Application Error 1005 Loading SSE DLL

While I was testing my latest release (1.2) of Vibratium I encountered a puzzling error. It took me a while to track this one down. Hopefully someone else can learn from this.

TL;DR: solution is at the end.

Problem:

Vibratium worked fine on my dev box, but on my laptop as soon as I added a Render Object the application would crash.

In the Application event log I got Application Error 1005:

“Windows cannot access the file for one of the following reasons: there is a problem with the network connection, the disk that the file is stored on, or the storage drivers installed on this computer; or the disk is missing. Windows closed the program Vibratium because of this error.”

Research:

So according to the error it looks like the native C++ DLL SSELibrary.dll wasn’t found.

This was interesting because in this release I’d migrated to Visual Studio 2015, statically linked the VC Runtime file, then added the SSELibrary.dll dependency as a resource to Vibratium.  Upon launch I extract the DLL to the user’s Temp directory (%USERPROFILE%\AppData\Local\Temp\Vibratium) then call LoadLibrary on it. The end result is that I now have one file to deploy, much like how SysInternal’s Process Explorer.  Process Explorer has multiple embedded files to deal with different operating systems and bitness – you only ever see the one file unless you look in the launch directory while running it. Or look in Process Explorer and notice that it launches an extracted ProcExp64.exe. (… which further extracts and loads a driver that it uses to query the OS. Run ProcMon against ProcExp some time.)

Vibratium is a .Net app and the first thing I do in my main WinForm Load event is make a call to SSELibrary’s IsPresent() function for exactly this reason. The entirety of IsPresent is to return true – anything else indicates a DLL load error. The 1005 error happened when I attempt to invoke a different function later on, so it SEEMED that the DLL was loading but the error says it’s not.

I launched Process Explorer to verify that the DLL was loaded into memory.
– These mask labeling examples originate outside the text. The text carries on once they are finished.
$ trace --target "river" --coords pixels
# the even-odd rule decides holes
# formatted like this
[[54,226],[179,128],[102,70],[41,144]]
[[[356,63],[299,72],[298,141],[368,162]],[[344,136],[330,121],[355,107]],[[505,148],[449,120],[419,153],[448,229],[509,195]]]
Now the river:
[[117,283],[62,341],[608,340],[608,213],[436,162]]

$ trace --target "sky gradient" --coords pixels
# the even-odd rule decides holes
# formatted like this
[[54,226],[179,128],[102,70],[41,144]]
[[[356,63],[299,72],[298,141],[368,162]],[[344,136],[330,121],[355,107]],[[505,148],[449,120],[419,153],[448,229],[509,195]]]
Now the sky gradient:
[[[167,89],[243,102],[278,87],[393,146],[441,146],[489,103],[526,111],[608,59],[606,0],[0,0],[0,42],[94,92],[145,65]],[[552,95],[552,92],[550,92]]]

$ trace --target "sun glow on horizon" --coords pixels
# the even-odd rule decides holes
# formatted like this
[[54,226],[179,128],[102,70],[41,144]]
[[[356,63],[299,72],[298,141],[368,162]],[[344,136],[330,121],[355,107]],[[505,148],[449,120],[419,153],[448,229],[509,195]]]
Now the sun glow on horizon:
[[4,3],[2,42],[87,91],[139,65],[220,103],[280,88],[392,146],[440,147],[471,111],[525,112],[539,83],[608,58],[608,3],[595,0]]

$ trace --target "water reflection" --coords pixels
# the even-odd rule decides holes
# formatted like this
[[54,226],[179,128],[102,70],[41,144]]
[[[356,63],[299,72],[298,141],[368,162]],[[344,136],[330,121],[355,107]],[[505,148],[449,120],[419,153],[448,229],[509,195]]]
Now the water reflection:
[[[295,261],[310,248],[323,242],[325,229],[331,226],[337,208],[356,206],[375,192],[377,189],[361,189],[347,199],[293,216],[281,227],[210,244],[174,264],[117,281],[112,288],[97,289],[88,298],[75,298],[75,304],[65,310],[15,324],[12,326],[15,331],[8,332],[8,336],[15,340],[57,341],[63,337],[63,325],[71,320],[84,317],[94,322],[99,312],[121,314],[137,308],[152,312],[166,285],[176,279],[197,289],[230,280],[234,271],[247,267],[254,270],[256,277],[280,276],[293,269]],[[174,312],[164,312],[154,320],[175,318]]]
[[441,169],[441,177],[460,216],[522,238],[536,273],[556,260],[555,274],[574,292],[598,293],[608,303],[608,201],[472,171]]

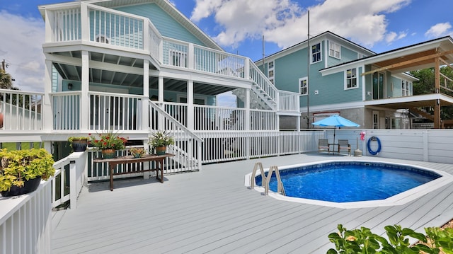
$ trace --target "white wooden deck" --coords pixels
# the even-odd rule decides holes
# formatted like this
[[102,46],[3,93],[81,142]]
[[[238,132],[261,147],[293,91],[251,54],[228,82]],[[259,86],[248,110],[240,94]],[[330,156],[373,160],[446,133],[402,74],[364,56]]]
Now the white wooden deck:
[[[340,209],[284,202],[244,187],[257,161],[268,168],[326,158],[300,154],[206,165],[201,172],[90,184],[78,207],[53,220],[54,253],[326,253],[338,224],[384,233],[401,224],[419,232],[453,217],[450,183],[404,205]],[[412,161],[453,174],[453,165]]]

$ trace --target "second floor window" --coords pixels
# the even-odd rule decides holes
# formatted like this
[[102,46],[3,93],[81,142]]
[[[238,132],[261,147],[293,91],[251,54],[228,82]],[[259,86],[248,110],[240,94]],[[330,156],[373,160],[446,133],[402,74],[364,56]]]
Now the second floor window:
[[357,70],[355,68],[346,70],[345,88],[354,88],[357,87]]
[[308,83],[306,78],[299,79],[299,93],[302,95],[306,95],[308,91]]
[[409,81],[401,80],[401,95],[403,96],[409,96]]
[[321,61],[321,43],[311,46],[311,63]]
[[340,45],[329,42],[328,42],[328,55],[335,58],[340,59]]

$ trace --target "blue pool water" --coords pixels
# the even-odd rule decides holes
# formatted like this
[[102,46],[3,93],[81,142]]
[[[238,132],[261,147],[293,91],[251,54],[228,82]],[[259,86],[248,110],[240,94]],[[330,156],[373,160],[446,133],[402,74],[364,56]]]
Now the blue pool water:
[[[286,195],[347,202],[384,200],[441,175],[420,168],[369,162],[334,162],[280,170]],[[256,178],[261,185],[261,176]],[[270,188],[277,192],[273,174]]]

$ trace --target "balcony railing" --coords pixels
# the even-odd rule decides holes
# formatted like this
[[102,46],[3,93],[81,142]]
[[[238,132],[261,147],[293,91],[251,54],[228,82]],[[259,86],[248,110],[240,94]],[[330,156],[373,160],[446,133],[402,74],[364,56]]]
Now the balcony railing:
[[[163,37],[147,18],[78,2],[46,10],[46,42],[96,45],[124,50],[140,50],[160,64],[251,81],[253,91],[273,110],[299,111],[299,96],[279,91],[248,57],[193,43]],[[291,97],[291,98],[289,98]],[[280,98],[285,99],[282,103]],[[278,107],[282,107],[279,108]]]

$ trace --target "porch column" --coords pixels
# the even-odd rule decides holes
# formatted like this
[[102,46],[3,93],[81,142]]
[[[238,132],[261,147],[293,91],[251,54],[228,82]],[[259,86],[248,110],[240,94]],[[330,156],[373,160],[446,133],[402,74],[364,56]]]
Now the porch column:
[[149,132],[149,61],[143,60],[143,99],[142,100],[142,120],[138,129]]
[[[145,28],[147,28],[147,25],[145,25]],[[148,33],[145,33],[147,35]],[[149,133],[149,103],[148,100],[149,100],[149,61],[148,59],[143,59],[143,98],[142,99],[142,120],[141,122],[139,124],[137,127],[137,129],[146,130],[147,132]],[[143,149],[146,151],[146,154],[149,154],[149,146],[148,146],[148,139],[143,139]],[[149,163],[143,163],[143,169],[149,170],[150,168]],[[156,173],[158,172],[156,171]],[[144,172],[143,173],[143,178],[148,179],[149,178],[149,172]]]
[[41,107],[42,129],[47,131],[53,129],[53,115],[52,110],[52,61],[45,60],[45,71],[44,73],[44,98]]
[[[436,57],[435,59],[434,67],[434,86],[435,88],[435,93],[440,93],[440,62],[439,57]],[[437,99],[434,105],[434,128],[440,129],[440,100]]]
[[90,59],[88,52],[83,50],[82,54],[82,76],[80,96],[80,130],[87,132],[88,130],[88,91],[90,86]]
[[193,81],[188,80],[187,81],[187,116],[186,126],[188,129],[193,131],[194,122],[200,120],[195,120],[193,114]]
[[[157,105],[159,107],[161,107],[163,110],[165,110],[165,107],[164,105],[164,77],[163,76],[159,76],[159,77],[157,93],[158,93]],[[161,114],[159,114],[157,122],[158,122],[157,129],[164,129],[164,117],[162,115],[161,115]]]

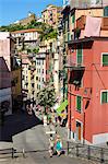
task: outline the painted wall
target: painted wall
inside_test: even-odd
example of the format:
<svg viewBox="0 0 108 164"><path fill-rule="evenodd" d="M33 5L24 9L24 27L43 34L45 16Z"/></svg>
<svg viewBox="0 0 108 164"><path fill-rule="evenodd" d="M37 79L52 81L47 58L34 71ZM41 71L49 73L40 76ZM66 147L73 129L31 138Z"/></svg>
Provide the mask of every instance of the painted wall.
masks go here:
<svg viewBox="0 0 108 164"><path fill-rule="evenodd" d="M108 103L100 104L101 90L108 90L108 67L101 67L101 52L108 52L107 45L107 40L94 40L94 44L84 45L83 63L85 71L82 86L77 90L73 84L69 84L68 87L71 93L68 95L71 130L76 132L76 120L81 121L83 124L82 141L86 143L96 144L106 142L108 139ZM72 55L75 54L76 50ZM76 95L83 97L81 113L76 112Z"/></svg>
It’s not showing in the handle list on the laptop. So I switch to the desktop and it’s not showing there either. Running “handle SSELibrary.dll” returns nothing as well.

So I launched again with ProcMon running. I can see the file being created, written, loaded, then closed. And this is repeated once in the same second. For whatever reason it would appear that calling LoadLibrary on a native DLL doesn’t maintain an open handle or lock on the DLL. Perhaps it gets loaded and read each time it’s needed? I wonder what happens when the working set gets trimmed too low. Interesting.

So it looks like the Application event log error may not be terribly accurate. Surprise! The file is actually being loaded and run.  But there’s still some hard crash.  Running under a remote debuggers shows the SEH error is actually 0x80040005 – so an HRESULT wrapped around an error 5 – access denied.

Anyways, all of this was working on my workstation – the DLL was extracting, loading, and executing properly. It could have something to do with the laptop being Win10 and my dev box is Win8. So I tested it and it ran just fine in a Win10 VM.  It would appear to not be an OS issue.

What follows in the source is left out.